Haynes, who left Ole Miss as the school’s all-time sack leader, was a fourth-round pick to the Carolina Panthers in April. Between he and defensive tackle Breeland Speaks (second round to the Kansas City Chiefs), a full half of the Rebels’ 2017 sack production is gone.
Evans enters camp at the top of the depth chart, with sophomore Ryder Anderson and Shepard penciled into a tie on the other side. Anderson’s an intriguing physical prospect: at 6’6, 244 pounds, he has the speed and range to rush the passer and the bulk to hold his own against the run. Shepard, a former Syracuse transfer, entered last season as a starter before going down with a knee injury. He was held out of spring camp with a foot ailment but should be back in the mix for the fall.
You’ll never guess it, but Ole Miss has trouble at linebacker again.

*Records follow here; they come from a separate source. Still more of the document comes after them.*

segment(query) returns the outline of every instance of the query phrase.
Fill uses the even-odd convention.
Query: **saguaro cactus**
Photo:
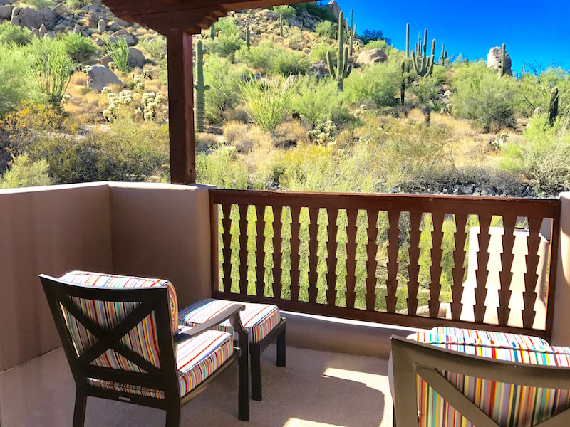
[[[548,109],[548,122],[552,126],[558,115],[558,88],[554,86],[550,92],[550,106]]]
[[[348,67],[348,48],[344,46],[344,15],[341,12],[338,15],[338,51],[336,56],[336,68],[333,63],[331,52],[326,53],[326,62],[328,64],[328,70],[331,75],[336,79],[338,90],[344,89],[344,79],[352,71]]]
[[[412,52],[412,65],[414,70],[420,77],[428,77],[433,72],[433,63],[435,56],[435,39],[432,41],[432,52],[428,58],[428,30],[424,31],[423,44],[422,44],[421,33],[418,36],[418,44],[415,50]]]
[[[204,56],[202,41],[196,42],[196,130],[204,132],[204,122],[206,115],[206,90],[209,86],[204,84]]]
[[[346,20],[346,31],[348,33],[348,55],[352,56],[354,46],[354,36],[356,36],[356,26],[354,23],[353,19],[353,10],[351,9],[351,22],[348,23],[348,20]]]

A glaring lack of talent and depth at the second level was the biggest reason the Rebels defense ranked 88th in rushing success rate and dead last in the country in rushes of 20 yards or more last year (that’s bad, folks). And that was with DeMarquis Gates, the most competent linebacker of the last three years.
Gates is gone, leaving new linebacker coach Jon Sumrall with the unenviable task of improving the team’s worst position group. The upshot? He has a crew of talented youngsters who could be poised to step forward. Redshirt freshmen Josh Clarke and Zikerrion Baker both cracked the two-deep in the pre-fall depth chart (Clarke as the starter on the outside) and sophomore Mohamed Sonogo, a former four-star who played in 11 games last year, could climb his way up.
The primary vet to watch is Detric Bing-Dukes, a senior who’s been in and out of the starting lineup over the past couple of seasons. His size and strength give him the potential to be a difference maker in the interior, but his lack of mobility makes him a liability in a 4-2-5 scheme that asks its linebackers to cover a lot of horizontal ground. Also in the mix are Donta Evans, Willie Hibbler and Vernon Dasher.
The coaching staff’s ability—or inability—to piece together a functioning linebacking corps may be the most significant outcome of fall camp.